Ce nouvel outil est également coûteux. Soldes de réserve et de prise en pension dépassent largement les 5 5 milliards de dollars. À un taux directeur projeté de 5 %, le coût annuel du paiement des intérêts sur 250 XNUMX milliards de dollars serait de XNUMX milliards de dollars. En raison du coût croissant de ces passifs d'intérêts, les bénéfices de la Fed sont déjà devenus négatifs. Ainsi, de manière perverse, pour lutter contre l'inflation à l'aide de cet outil, la Fed doit créer plus d'argent pour honorer ses obligations.

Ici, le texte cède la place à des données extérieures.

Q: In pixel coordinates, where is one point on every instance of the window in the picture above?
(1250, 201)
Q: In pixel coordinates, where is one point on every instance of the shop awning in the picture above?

La lutte de la Fed contre l'inflation n'est pas terminée. Mais dans notre monde surendetté, cela ne peut aller que si vite. Si la Fed nous entraîne dans une profonde récession, avec les perturbations financières et les pertes d'emplois qui en découlent, la pression politique et du marché pour revenir à des taux d'intérêt ultra-bas pourrait bien être trop intense pour y résister. Nous aurions alors le pire des deux mondes, la douleur de la récession et la résurgence de l'inflation.

Nos sacrifices économiques seraient vains. Mieux vaut se hâter lentement. La Fed devrait souffler un peu pour évaluer l'impact de ses actions et arriver à l'atterrissage en douceur auquel elle aspire.

En termes simples : Assez déjà !

Mme Bair est l'ancienne présidente de la FDIC et secrétaire adjointe du Trésor américain pour les institutions financières. Elle est actuellement Senior Fellow au Center for Financial Stability.